Wednesday, May 27, 2009
How to Install the Windows 7 Release Candidate - Step 01
Tired of reading about the Windows 7 Release Candidate? Start using it instead! But first, take the time to read our complete guide for a safe, easy installation of the new OS.
With a smaller footprint, better performance, multitouch support, and even some eye candy, the Release Candidate of Windows 7 is garnering tons of praise. In my hands-on analysis of the OS (also referred to as build number 7100), I wrote "Quicker to install, more polished and customizable, and easier to use than earlier builds, the Windows 7 Release Candidate (build 7100) is a nice step towards finalization of the operating system."But enough talk! You're ready and eager to give it a try yourself! So how to get started? Let me walk you through the decisions you need to make before installing the new operating system, and the steps you need to take to ensure a seamless, trouble-free experience.
STEP 1: MAKE A PLAN
Before all else, make sure you know where you'll be installing the OS and how you plan to do so. There are three common scenarios: Installing fresh on an older PC, partitioning your hard drive and setting up dual-booting, or upgrading a Vista (or earlier Win7 beta) partition. Do you have an older PC that you want to play around with? Or will you be making space on your current PC? Let's look at each scenario.
Clean installation If you've got an older system, it's probably running Windows XP, and you're probably planning on erasing that system and starting from scratch. Good plan. A clean install is the most trouble-free option and should probably cause you the fewest problems.
Upgrade You can't upgrade an XP installation, only a PC running Windows Vista. And you can't upgrade an existing Windows partition if you boot from the Windows 7 disc. Instead, you'll boot and run the Windows disc from within your current partition, following the instructions in the auto-run app.
Partition To enable the partitioning features built into the Windows 7 Release Candidate installer, you need to boot from the disc. But be forewarned: You can't simply shrink your current partition using the tool (although you can partition from within Windows Vista). The Windows 7 partition tool is really designed to work with raw disk space, meaning it will let you delete and recreate partitions, not resize existing ones. Alternatively, you can use third-party software to resize a partition; I like Paragon Partition Manager, but there are several options available.
Stop to think about your time frame here as well.
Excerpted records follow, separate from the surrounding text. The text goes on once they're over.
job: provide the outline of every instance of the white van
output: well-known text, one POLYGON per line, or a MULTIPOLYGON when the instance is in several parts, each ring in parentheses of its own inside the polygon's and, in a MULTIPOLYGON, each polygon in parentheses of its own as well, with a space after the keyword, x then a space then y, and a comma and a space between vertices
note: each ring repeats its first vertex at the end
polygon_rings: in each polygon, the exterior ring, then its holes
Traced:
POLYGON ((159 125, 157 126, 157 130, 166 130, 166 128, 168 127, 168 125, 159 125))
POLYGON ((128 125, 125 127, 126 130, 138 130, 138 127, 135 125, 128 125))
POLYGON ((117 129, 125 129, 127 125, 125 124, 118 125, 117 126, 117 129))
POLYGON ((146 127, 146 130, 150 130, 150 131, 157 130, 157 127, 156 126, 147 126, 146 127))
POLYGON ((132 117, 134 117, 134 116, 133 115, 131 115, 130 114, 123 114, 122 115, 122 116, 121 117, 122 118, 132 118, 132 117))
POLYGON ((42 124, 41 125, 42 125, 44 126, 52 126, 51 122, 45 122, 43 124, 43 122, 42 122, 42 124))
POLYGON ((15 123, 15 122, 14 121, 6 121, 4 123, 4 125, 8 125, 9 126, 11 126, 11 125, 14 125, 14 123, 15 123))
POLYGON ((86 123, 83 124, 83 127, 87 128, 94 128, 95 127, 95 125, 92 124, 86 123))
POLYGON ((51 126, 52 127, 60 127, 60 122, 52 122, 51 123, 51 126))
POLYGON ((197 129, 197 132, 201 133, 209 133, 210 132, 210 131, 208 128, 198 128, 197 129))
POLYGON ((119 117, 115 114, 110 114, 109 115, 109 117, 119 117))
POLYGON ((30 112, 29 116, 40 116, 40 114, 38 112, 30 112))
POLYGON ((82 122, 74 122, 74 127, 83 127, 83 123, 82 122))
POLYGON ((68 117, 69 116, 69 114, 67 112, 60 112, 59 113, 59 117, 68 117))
The Windows 7 Release Candidate will stop running on June 1, 2010, at which point you're going to be forced to buy the darn thing. But don't worry about writing that date down: Microsoft warns that "starting on March 1, 2010, your PC will begin shutting down every 2 hours. Windows will notify you two weeks before the bi-hourly shutdowns start. To avoid interruption, you'll need to install a non-expired version of Windows before March 1, 2010." Some people would label this "annoyingware." But can you really fault the company for giving you a full year of free usage?